I recommend picking 3 from the list and signing up to them (the lower the costs, the better). No money, just signing up. Try them out and see which one you like the best: easy to understand platform, good customer service and a good choice of index funds – those are things you’re looking for. Vanguard is popular because of the extremely low costs, but the problem with them is that you’ll only be able to buy Vanguard ETFs. If you’re ever thinking of buying individual shares, look for a different (but still cheap) broker.
Only you can say, which is why it’s good to try out several platforms. I also recommend going on Reddit threads and seeing how other people invest and what they recommend, you can really learn a lot.
Katie tries out a few. She visits their websites and even signs up to a few demo platforms (another good way to test a platform). Eventually she goes with Vanguard (what a coincidence). She signs up: sends them a photo of her passport and proof of address. Once she’s in, she opens up an ISA (the steps are detailed on the platform) and adds £50 – the first month. This means she has £50 in cash in the platform. She hasn’t invested any of it yet.
Once you’ve signed up to the platform of your choice, it’s time to choose what to invest in. Yes, we said index funds, but there are different types of index funds which track different markets. You could track the FTSE 100, Emerging markets, Global index funds and others such as small cap index funds (small companies). Check the info on each fund: it tells you their past performance, what fees they charge and how risky they are.
What I recommend: something global and cheap. You don’t want to invest only in one area, since it’s more likely to fluctuate (especially Britain with Brexit and all). Pick a few of the global ones and read through the info pdfs of each one. It will tell you the level of risk, the fees and what exactly it invests in. Pick 5 and try to narrow it down to 1 or 2. That’s where you’ll be putting your money!

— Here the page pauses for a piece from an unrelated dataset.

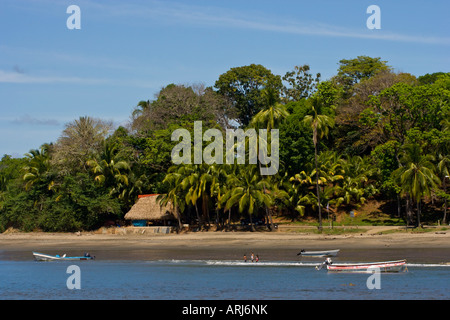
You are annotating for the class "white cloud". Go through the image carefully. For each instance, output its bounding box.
[86,1,450,45]
[0,70,160,88]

Katie looks around Vanguard and decides she wants to go global (we have a clever one!). Vanguard offers Global index funds (called LifeStrategy 100% Equity) at 0.22% cost and with a risk of 5/7. She invests her £50 into the index fund. Yay! She then sets up a direct debit so that every month £50 go into Vanguard global index funds.
It’s exciting to see your money grow every month. You can now sit back and relax, your money is working for you as it earns interest and accumulates over time
But it’s good to keep practicing and keep being interested. You are now an investor: look at what’s going on in the news, check out how other people invest and where else you could do with your money. But of course, only if you want to. What’s great about passive investing is that it’s exactly that: passive. The fact that you’re investing as a student in the first place already a huge step.
After a few months of investing and seeing her nest egg grow, Katie decides she wants to take the next step and really learn more about investing. She signs up to The Economist (which is £12 for the first 12 issues btw!) to keep up to date with the world, she checks out how other people invest on Reddit forums and she looks around for other ways to make her money work for her: maybe a side-hustle, a different index fund, etc. She’s pretty excited; she knows that as long as she keeps her 15% rule going, her nest egg will grow and so will her knowledge.
It’s not easy to get started with investing as a student when it looks scary and risky, but once you understand what the steps are and how simple it can be, you realise how important it is to start investing now. Be like Katie: take the first step. Start researching, looking around and asking on forums. The amount of knowledge out there is astounding, you just need a little push to find it.